Terörle, teröristle mücadelede başarı güvenlik güçlerinin donanımı ve kullanılan teknoloji kadar, istihbaratın etkinliğiyle de bağlantılı bir durum. Yani caydırıcılık açısından var olan vurucu güçle birlikte özellikle güvenilir, net bilgi elde etmek ve doğru ya da nokta hedeflere yönelmek de gerekiyor. Hem arananlar listesindekileri temizlemek hem de eylem hazırlığındaki teröristleri harekete geçmeden enselemek açısından. Bu bağlamda da son dönemlerde MİT ve güvenlik güçlerinin iş birliğiyle son örneğini PKK/KCK’nın Irak Sincar’daki silahlı kanadının sözde üst düzey sorumlularından “Serhat Patnos” kod adlı Fuat Zengin’in etkisiz hale getirilmesinde gördüğümüz gibi, nokta vuruşlarla terör örgütünün lider kadrosundan pek çok isim temizlendi, kesintisiz devam eden operasyonlarla da binlerce terörist etkisiz hale getirildi. Önceden alınan duyumlarla da çok sayıda terör saldırısı önlendi. Yani şu anda istihbarat olarak Türkiye çok önemli bir yerde. Silahlı silahsız insansız hava araçlarıyla, özel kuvvetleriyle ve MİT’in terör örgütünün iliklerine sızdırdığı elemanları ve bölgedeki yerel haber kaynaklarıyla gerçekten çok iyi bir hedef tarifi var. Bu hedeflerin karargâha yansıtılması ve o hedeflere uygun planlama, dolayısıyla kurumlar arasındaki koordinasyon da çok başarılı. Üstelik de ABD, İsrail’in gizli servislerinin terör örgütüyle olan kirli ilişkilerine rağmen. Nasılını geçmişte kritik görevlerde bulunan eski istihbaratçı Metin Ersöz anlatıyor:
“Özellikle Pentagon’daki bazı subaylar sahada bunları çok destekliyor veya Pentagon’un sivillerden, komandolardan oluşturduğu özel birlikler, yani taşeron firmalar Suriye’de, Irak’ta teröristlere çok yakın. İsim isim bu adamları biliyorum. ABD ve İsrailli özel güvenlikçiler bölgede Pentagon’daki bazı subayların inisiyatifiyle çalışıyorlar. Maalesef ABD’deki Yahudi, Ermeni lobilerine bağlı ve onların satın aldığı FETÖ’nün de irtibat kurduğu bu subaylar ile özel güvenlik şirketlerinin elemanları bölgede Türkiye’ye karşı hasmane tavırlarını sürdürüyorlar.

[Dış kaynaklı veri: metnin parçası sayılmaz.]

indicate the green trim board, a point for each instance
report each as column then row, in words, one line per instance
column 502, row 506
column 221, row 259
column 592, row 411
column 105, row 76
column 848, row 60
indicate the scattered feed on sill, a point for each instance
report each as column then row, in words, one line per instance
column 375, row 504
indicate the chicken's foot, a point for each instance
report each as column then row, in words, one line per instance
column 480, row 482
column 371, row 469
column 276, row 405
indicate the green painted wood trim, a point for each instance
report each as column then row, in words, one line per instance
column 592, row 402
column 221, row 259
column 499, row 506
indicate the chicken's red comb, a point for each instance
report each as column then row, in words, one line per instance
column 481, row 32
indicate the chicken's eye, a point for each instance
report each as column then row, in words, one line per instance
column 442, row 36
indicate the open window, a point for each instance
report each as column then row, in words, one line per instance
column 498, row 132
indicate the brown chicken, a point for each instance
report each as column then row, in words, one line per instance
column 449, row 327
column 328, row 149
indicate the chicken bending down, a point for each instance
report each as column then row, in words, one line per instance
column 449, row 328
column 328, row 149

PKK’lıları yönlendiriyorlar.”
Ersöz, tüm bu olumsuzluklara rağmen terörle mücadelede alınan başarılı sonuçların nedenlerini de şöyle sıralıyor:
“Şu anda kurumlar arası koordinasyon çok iyi. Yani jandarma, polis ve MİT’in bilgi paylaşımında ve hızlı davranmada koordinasyonu iyi sağlamaları bu konuda etkinliği oluşturuyor. Bir de bilgi toplama yöntemlerinde Türkiye çağa ayak uydurdu elektronik istihbarattaki kazanımlar ile, tabii ki güçlü bir irade ve kararlılık bu başarıyı getirdi. Eskiden jandarma ayrı, polis ayrı bir kurumdu, siz güvenlik güçlerine operasyon yapılması gereken istihbaratı verdiğiniz zaman bunlar gecikiyorlardı. O zaman da hedefler kaçıyordu ama şimdi o durum yok, elektronik kontrol unsurları fazla, insana dayalı istihbaratta da etkinlik sağlanınca bu başarı kaçınılmaz oldu. Artık örgüt eskisi kadar savaşçı da bulamıyor. Bunda da HDP il binası önündeki ailelerin evlat nöbetinin çok büyük etkisi oldu. Yani İçişleri Bakanlığı’nın o yöndeki psikolojik mücadelesi son derece başarılı sonuçlar verdi, terör örgütüne katılımı azalttı. Çünkü bölgede PKK ve türevlerinin baskısı vardı, şimdi o baskı kırılmaya başladı. Ciddi bir psikolojik savaş verildi yani bu arada.”
Mesela?
“Daha önce kendimizi ifade etmekte, daha doğrusu, siyasilerin durumu ifade etmekte sıkıntıları vardı. Bugün hükümetin bu konuda başarı oranı yüksek. Şu anda iktidar diyor ki ‘PKK ayrı o bir terör örgütüdür, onunla gerektiği gibi mücadele ediyoruz ama Kürt vatandaşlarımız da vardır o ayrı.’ Biz de Kürt’üz diyen bakanlar, ‘Birlikteyiz, diğer demokratik sorunlarımız ayrıdır, PKK’nın bunu istismar etmesine izin vermeyeceğiz’ sözleriyle, en azından benim gördüğüm kadarıyla, PKK destekçilerinin yüzde 30’unu bu tarafa çekmeyi başardı. Bu süreç devam ediyor tabii. Ama maalesef sırf hükümete olan tepkiyi ortaya koymak adına bu politikanın hiçbir şeye yaramayacağı, PKK’nın yine bölgede güç olduğu şeklinde etnik, tutucu, siyasi dogmatik bir görüş de var. O da çok yanlış. Hükümete tepki gösterebilecek başka şeyler varken bu konularda tepki göstermek hiç doğru değil. Bizim 1980’lerden beri ortaya koymak istediğimiz budur. Terörle mücadelede hiçbir tolerans gösterilmez, teröristle masaya oturulmaz. Çünkü güvenilmez, devamlı aldatır. Hükümet bunları başta yaptı, eleştirdik ama şimdi de bu noktaya geldiler. Dolayısıyla, bunu dile getirip takdirlerimizi belirtmemiz lazım.”